Create a .tar.gz archive from a pack directory.

Parameters:

Parameter Type Description
pack_dir Path Source pack directory
output_path Path Destination path for the .tar.gz file

Returns: output_path (the archive that was written).

Raises:

Exception When
FileNotFoundError pack_dir does not exist
ValueError Pack structure validation failed (missing required files)

Example:

from pathlib import Path
from wikigr.packs.distribution import package_pack

archive = package_pack(
    pack_dir=Path("data/packs/go-expert"),
    output_path=Path("dist/go-expert.tar.gz"),
)
print(f"Created {archive} ({archive.stat().st_size // 1024} KB)")

unpackage_pack

from wikigr.packs.distribution import unpackage_pack
from pathlib import Path

installed_path = unpackage_pack(
    archive_path: Path,
    install_dir: Path,
) -> Path

Extract and install a pack archive.

Parameters:

Parameter Type Description
archive_path Path Path to the .tar.gz archive
install_dir Path Base installation directory (e.g. ~/.wikigr/packs)

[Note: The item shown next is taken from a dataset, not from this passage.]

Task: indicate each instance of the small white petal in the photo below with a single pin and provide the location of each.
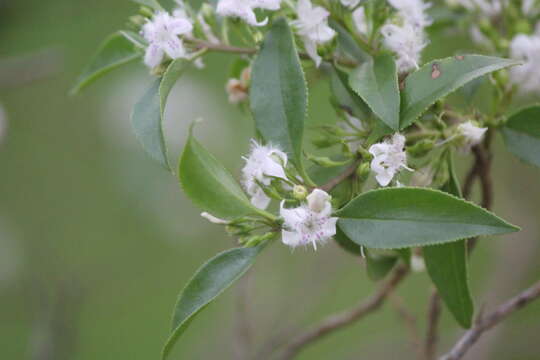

Returns: install_dir / manifest.name — the final path of the installed pack.

Raises:

Exception When
FileNotFoundError archive_path does not exist
tarfile.TarError Archive is corrupt or not a valid tar file
ValueError Archive contains illegal paths, symlinks, or fails pack validation

Side effects: - Creates install_dir if it does not exist. - If a pack with the same name is already installed, it is replaced (the old directory is removed with shutil.rmtree before the new one is moved in).

Example:

from pathlib import Path
from wikigr.packs.distribution import unpackage_pack

installed = unpackage_pack(
    archive_path=Path("dist/go-expert.tar.gz"),
    install_dir=Path.home() / ".wikigr" / "packs",
)
print(f"Installed to {installed}")

CLI equivalent

The wikigr pack commands use these functions internally:

# Package a local pack directory
wikigr pack package data/packs/go-expert --output dist/go-expert.tar.gz

# Install a pack from an archive
wikigr pack install dist/go-expert.tar.gz

See CLI Commands for the full command reference.